As small kids, my brother and I got to visit a cottage in Pugwash, Nova Scotia for a few weeks in the summer. Our family did not have a cottage but thanks to our Dad, who is very handy at building things and just happened to help his friends, the owners, transform the cottage from a nice little cabin with outhouse, to a more luxurious place with indoor plumbing and a couple more rooms. This was our introduction to the cottage lifestyle, and the place where we learned about fireflies, tides, not stepping on jellyfish, sailing catamarans and salmon casserole made with potato chips instead of pasta.
In high school in Ontario, we learned that the summer tradition is to get out of the city and go to a cottage on a lake. Many families had cottages, small cabins hidden amongst the trees by a lake. In the good old days, mothers would take the kids to the cottage for the entire summer holiday and the fathers would show up on weekends and the couple of weeks for their annual vacation. A cottage is a step above camping as the structure is more permanent but the idea is still to bring in your supplies (food, water, other beverages, bedding and whatever you need to survive a week or month or two). It was still intended to be somewhat of a wilderness sojourn where there were some hardships to endure (outhouses, no running water, no hot water, mosquitoes, to name a few). Cottages were for casual living, a place where you spent every day in bathing suits, shorts, and t-shirts. Towels were thrown over deck railings to dry in preparation for the next swim. A canoe was the means of transportation to visit the neighbours. Meals were cooked on the barbecue and sundowners were served on the deck for the adults while watching the sunset over the lake. Still my family did not have a cottage, but I did have the pleasure of visiting some friends’ cottages.

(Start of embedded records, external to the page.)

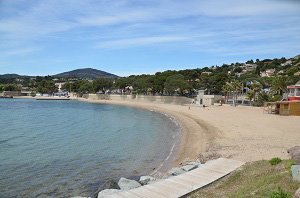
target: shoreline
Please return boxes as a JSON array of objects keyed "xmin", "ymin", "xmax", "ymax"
[
  {"xmin": 78, "ymin": 98, "xmax": 300, "ymax": 164},
  {"xmin": 9, "ymin": 97, "xmax": 300, "ymax": 162},
  {"xmin": 74, "ymin": 98, "xmax": 216, "ymax": 167}
]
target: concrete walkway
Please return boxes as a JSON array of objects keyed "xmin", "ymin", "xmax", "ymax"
[{"xmin": 108, "ymin": 158, "xmax": 244, "ymax": 198}]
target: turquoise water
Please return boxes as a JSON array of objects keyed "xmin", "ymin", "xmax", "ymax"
[{"xmin": 0, "ymin": 99, "xmax": 179, "ymax": 197}]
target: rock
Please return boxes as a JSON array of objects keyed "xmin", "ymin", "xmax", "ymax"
[
  {"xmin": 198, "ymin": 151, "xmax": 221, "ymax": 163},
  {"xmin": 291, "ymin": 165, "xmax": 300, "ymax": 182},
  {"xmin": 293, "ymin": 188, "xmax": 300, "ymax": 198},
  {"xmin": 186, "ymin": 161, "xmax": 201, "ymax": 167},
  {"xmin": 288, "ymin": 146, "xmax": 300, "ymax": 165},
  {"xmin": 102, "ymin": 179, "xmax": 119, "ymax": 189},
  {"xmin": 98, "ymin": 189, "xmax": 121, "ymax": 198},
  {"xmin": 168, "ymin": 168, "xmax": 186, "ymax": 176},
  {"xmin": 118, "ymin": 177, "xmax": 141, "ymax": 190},
  {"xmin": 181, "ymin": 164, "xmax": 198, "ymax": 172},
  {"xmin": 71, "ymin": 196, "xmax": 91, "ymax": 198},
  {"xmin": 139, "ymin": 176, "xmax": 156, "ymax": 185}
]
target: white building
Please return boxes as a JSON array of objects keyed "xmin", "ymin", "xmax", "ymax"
[{"xmin": 196, "ymin": 90, "xmax": 223, "ymax": 106}]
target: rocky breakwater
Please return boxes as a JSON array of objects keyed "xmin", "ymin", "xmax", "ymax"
[{"xmin": 98, "ymin": 161, "xmax": 201, "ymax": 198}]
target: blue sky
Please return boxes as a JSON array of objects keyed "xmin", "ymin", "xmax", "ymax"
[{"xmin": 0, "ymin": 0, "xmax": 300, "ymax": 76}]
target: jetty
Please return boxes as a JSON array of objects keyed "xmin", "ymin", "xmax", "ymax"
[{"xmin": 107, "ymin": 158, "xmax": 244, "ymax": 198}]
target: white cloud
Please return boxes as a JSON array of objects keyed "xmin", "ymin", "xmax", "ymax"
[{"xmin": 97, "ymin": 36, "xmax": 190, "ymax": 48}]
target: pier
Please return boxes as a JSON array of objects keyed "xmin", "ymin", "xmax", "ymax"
[{"xmin": 107, "ymin": 158, "xmax": 244, "ymax": 198}]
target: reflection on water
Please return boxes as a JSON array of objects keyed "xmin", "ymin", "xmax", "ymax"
[{"xmin": 0, "ymin": 99, "xmax": 179, "ymax": 197}]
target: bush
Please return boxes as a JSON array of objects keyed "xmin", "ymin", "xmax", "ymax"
[
  {"xmin": 269, "ymin": 157, "xmax": 282, "ymax": 165},
  {"xmin": 270, "ymin": 187, "xmax": 292, "ymax": 198}
]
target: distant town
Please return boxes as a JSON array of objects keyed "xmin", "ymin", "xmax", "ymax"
[{"xmin": 0, "ymin": 55, "xmax": 300, "ymax": 106}]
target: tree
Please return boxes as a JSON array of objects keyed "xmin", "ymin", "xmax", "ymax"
[
  {"xmin": 2, "ymin": 84, "xmax": 21, "ymax": 91},
  {"xmin": 93, "ymin": 78, "xmax": 113, "ymax": 92},
  {"xmin": 165, "ymin": 74, "xmax": 189, "ymax": 95},
  {"xmin": 222, "ymin": 82, "xmax": 233, "ymax": 103},
  {"xmin": 37, "ymin": 79, "xmax": 58, "ymax": 94},
  {"xmin": 251, "ymin": 81, "xmax": 262, "ymax": 102},
  {"xmin": 231, "ymin": 80, "xmax": 243, "ymax": 106},
  {"xmin": 78, "ymin": 81, "xmax": 94, "ymax": 94},
  {"xmin": 247, "ymin": 90, "xmax": 254, "ymax": 103},
  {"xmin": 271, "ymin": 76, "xmax": 287, "ymax": 95}
]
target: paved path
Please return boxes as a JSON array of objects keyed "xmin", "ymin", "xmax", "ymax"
[{"xmin": 109, "ymin": 158, "xmax": 244, "ymax": 198}]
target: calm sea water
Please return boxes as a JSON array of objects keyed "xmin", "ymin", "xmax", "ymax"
[{"xmin": 0, "ymin": 99, "xmax": 179, "ymax": 197}]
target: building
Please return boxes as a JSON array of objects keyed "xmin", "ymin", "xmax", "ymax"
[
  {"xmin": 55, "ymin": 83, "xmax": 65, "ymax": 92},
  {"xmin": 280, "ymin": 60, "xmax": 292, "ymax": 67},
  {"xmin": 287, "ymin": 81, "xmax": 300, "ymax": 102},
  {"xmin": 260, "ymin": 69, "xmax": 275, "ymax": 77},
  {"xmin": 265, "ymin": 81, "xmax": 300, "ymax": 116},
  {"xmin": 196, "ymin": 90, "xmax": 223, "ymax": 106}
]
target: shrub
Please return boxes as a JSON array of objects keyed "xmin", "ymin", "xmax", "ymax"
[
  {"xmin": 270, "ymin": 187, "xmax": 292, "ymax": 198},
  {"xmin": 269, "ymin": 157, "xmax": 282, "ymax": 165}
]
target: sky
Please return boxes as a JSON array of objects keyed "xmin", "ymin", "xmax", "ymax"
[{"xmin": 0, "ymin": 0, "xmax": 300, "ymax": 76}]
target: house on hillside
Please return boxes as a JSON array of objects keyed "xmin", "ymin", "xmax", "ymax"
[
  {"xmin": 201, "ymin": 72, "xmax": 212, "ymax": 75},
  {"xmin": 280, "ymin": 60, "xmax": 292, "ymax": 67},
  {"xmin": 260, "ymin": 69, "xmax": 275, "ymax": 77},
  {"xmin": 196, "ymin": 90, "xmax": 224, "ymax": 106},
  {"xmin": 265, "ymin": 81, "xmax": 300, "ymax": 116}
]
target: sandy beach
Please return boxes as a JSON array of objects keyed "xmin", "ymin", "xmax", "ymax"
[{"xmin": 79, "ymin": 98, "xmax": 300, "ymax": 165}]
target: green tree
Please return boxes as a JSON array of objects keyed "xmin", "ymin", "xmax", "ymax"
[
  {"xmin": 271, "ymin": 76, "xmax": 287, "ymax": 95},
  {"xmin": 222, "ymin": 82, "xmax": 233, "ymax": 103},
  {"xmin": 231, "ymin": 80, "xmax": 243, "ymax": 106},
  {"xmin": 165, "ymin": 74, "xmax": 189, "ymax": 95},
  {"xmin": 246, "ymin": 90, "xmax": 254, "ymax": 103},
  {"xmin": 93, "ymin": 78, "xmax": 113, "ymax": 92},
  {"xmin": 251, "ymin": 81, "xmax": 262, "ymax": 102},
  {"xmin": 3, "ymin": 84, "xmax": 21, "ymax": 91},
  {"xmin": 78, "ymin": 81, "xmax": 94, "ymax": 94},
  {"xmin": 37, "ymin": 79, "xmax": 58, "ymax": 94}
]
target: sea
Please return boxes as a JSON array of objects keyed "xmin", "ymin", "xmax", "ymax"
[{"xmin": 0, "ymin": 99, "xmax": 180, "ymax": 198}]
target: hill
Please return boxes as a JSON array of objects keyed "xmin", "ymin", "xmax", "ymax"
[
  {"xmin": 0, "ymin": 74, "xmax": 28, "ymax": 79},
  {"xmin": 53, "ymin": 68, "xmax": 118, "ymax": 79}
]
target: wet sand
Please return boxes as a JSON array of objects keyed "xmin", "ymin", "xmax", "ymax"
[{"xmin": 79, "ymin": 98, "xmax": 300, "ymax": 166}]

I spent last week at my friend Anne’s cottage on Pike Lake, near Perth, Ontario. We stocked up on supplies at Foodsmith’sin Perth on our way in. This cottage has running hot and cold water, an indoor toilet, a full kitchen, 3 bedrooms, and now new windows. I enjoyed gourmet cuisine using fresh local ingredients (no grilled hot dogs for us) while enjoying the lovely scenery. Ontario is experiencing the same changeable weather that we are having in Western Europe this summer so I did not get in swimming but I did enjoy the sundowners on the deck served with canapés.
Another tradition of cottage life is baking and Anne made banana bread and fruit muffins for us to enjoy at breakfast.
Here is Anne's Banana Bread recipe:
Canadian Cottage Banana Bread
440 mL (1-3/4 cup) all-purpose flour, sifted
12 mL (2-1/4 tsp) double acting baking powder
2.5 mL (½ tsp) salt
80 mL (1/3 cup) butter
160 mL (2/3 cup) sugar
4 mL (¾ tsp) grated lemon rind
1-2 beaten eggs
250 mL (1 cup) ripe banana pulp
60 mL (¼ cup) sour cream (crème fraiche)
125 mL (½ cup) chopped walnuts or pecans
Preheat oven to 180°C (350°F).
Sift together flour, baking powder and salt. Blend butter, sugar and lemon rind until creamy. Add sifted ingredients to creamed batter a third at a time and beat until smooth after each addition. Fold in sour cream and nuts. Place batter in a greased 11 cm x 22 cm (8-1/2” x 4-1/2”) loaf tin. Bake for about 1 hour or until done. Cool before slicing.